Reproducing BETYdb Manuscript Analyses

Author

David LeBauer and Akash B V

Published

March 1, 2026

What you will learn
  • How to reproduce key figures and tables from the BETYdb publication
  • How to summarize trait and yield data by genus, trait, and site
  • How current data compares to the 2017 snapshot used in the paper

Introduction

This vignette reproduces key analyses from the BETYdb manuscript (LeBauer et al., 2018) using the betydata package.

Citation: LeBauer, D. S., et al. (2018). BETYdb: a yield, trait, and ecosystem service database applied to second-generation bioenergy feedstock production. GCB Bioenergy. doi:10.1111/gcbb.12420

Setup

library(betydata)
library(dplyr)
library(ggplot2)

theme_set(theme_bw(base_size = 10, base_family = "sans"))

Figure 1: Data Summary by Genus

The manuscript presents trait and yield counts for key bioenergy genera. We reproduce this using traitsview:

bioenergy_genera <- c("Miscanthus", "Panicum", "Populus", "Saccharum",
                       "Pinus", "Salix", "Robinia")

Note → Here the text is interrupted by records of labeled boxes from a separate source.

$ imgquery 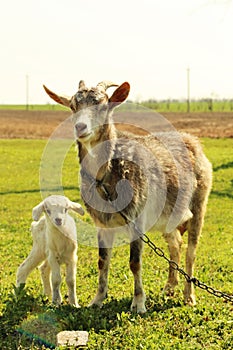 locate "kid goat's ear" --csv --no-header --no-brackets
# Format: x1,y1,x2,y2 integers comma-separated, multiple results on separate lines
32,201,44,221
109,82,130,108
43,85,71,107
69,200,85,215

genus_summary <- traitsview |>
  filter(genus %in% bioenergy_genera, checked >= 0) |>
  summarise(
    n_traits = sum(result_type == "traits", na.rm = TRUE),
    n_yields = sum(result_type == "yields", na.rm = TRUE),
    total = n(),
    .by = genus
  ) |>
  arrange(desc(total))

genus_summary |>
  knitr::kable(col.names = c("Genus", "Traits", "Yields", "Total"))
Table 1: Trait and yield counts by bioenergy genus
Genus Traits Yields Total
Saccharum 1579 3578 5157
Populus 3144 841 3985
Miscanthus 2666 1021 3687
Panicum 619 2087 2706
Salix 1847 528 2375
Pinus 1377 6 1383
Robinia 41 11 52
Comparison Notes

Counts may differ from the published manuscript because:

  1. QA/QC filtering: betydata excludes checked = -1 (failed QA/QC records)
  2. Snapshot date: betydata was exported from a current database snapshot; the manuscript used 2017 data
  3. Access level: betydata includes only public data from BETYdb

Figure 2: Trait Records by Genus

focal_traits <- c("Ayield", "leafN", "LAI", "SLA", "Vcmax",
                   "leaf_respiration_rate_m2", "Jmax")

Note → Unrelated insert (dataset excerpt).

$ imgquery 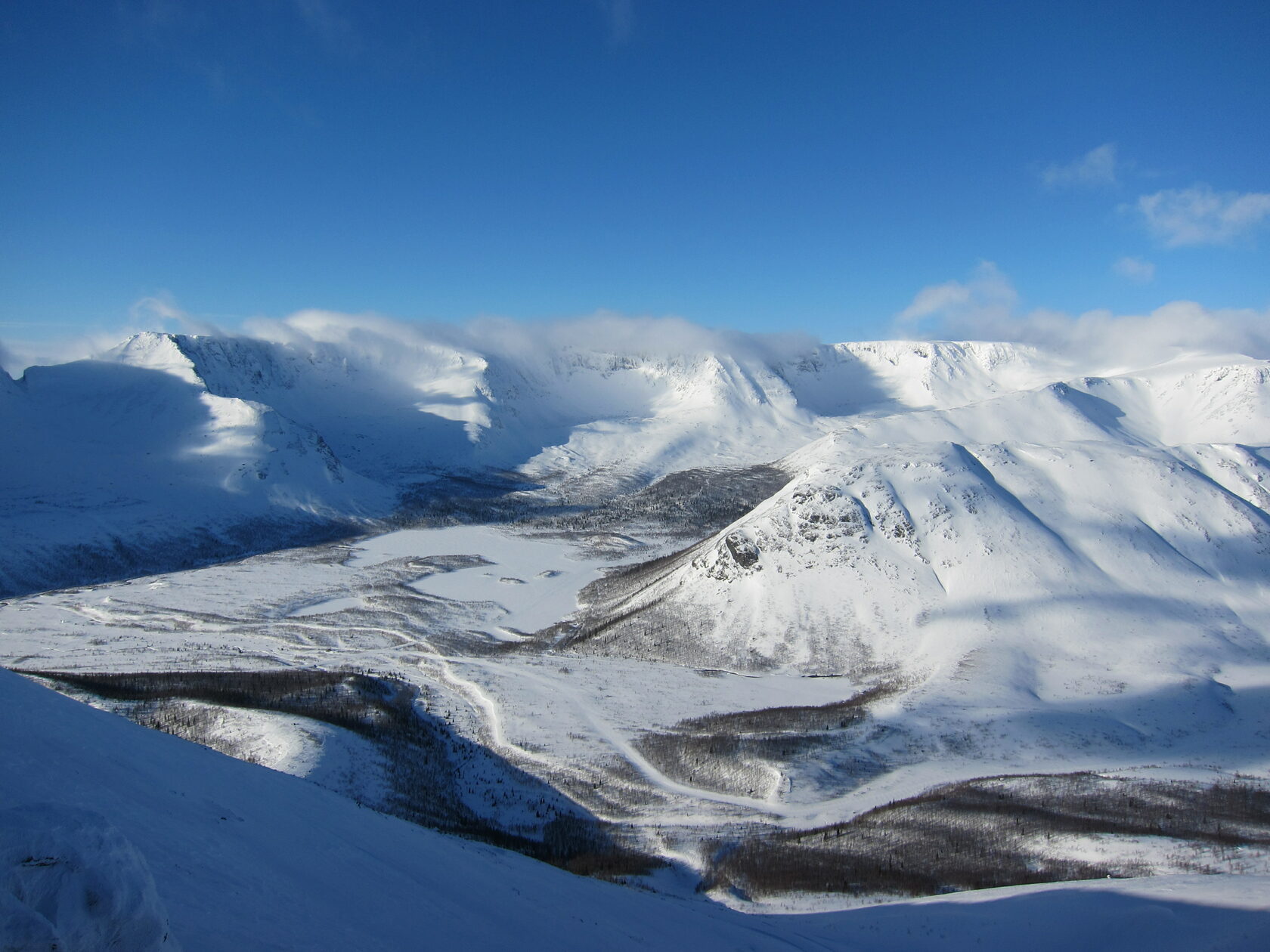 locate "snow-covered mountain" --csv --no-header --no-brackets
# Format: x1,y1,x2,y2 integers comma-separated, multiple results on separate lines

trait_counts <- traitsview |>
  filter(
    genus %in% bioenergy_genera,
    trait %in% focal_traits,
    checked >= 0
  ) |>
  count(genus, trait, name = "n")

ggplot(trait_counts, aes(x = genus, y = n, fill = trait)) +
  geom_col(position = "dodge") +
  scale_y_log10(breaks = c(1, 10, 100, 1000, 10000)) +
  coord_flip() +
  labs(
    x = NULL,
    y = "Number of Records (log scale)",
    fill = "Trait"
  ) +
  theme(
    legend.position = "right",
    panel.grid.minor = element_blank()
  )

Figure 1: Number of records for focal traits across bioenergy genera (log scale)

Figure 3: Trait Distributions

The manuscript displays histograms of trait values across genera, showing the spread of measured values for key ecophysiological parameters.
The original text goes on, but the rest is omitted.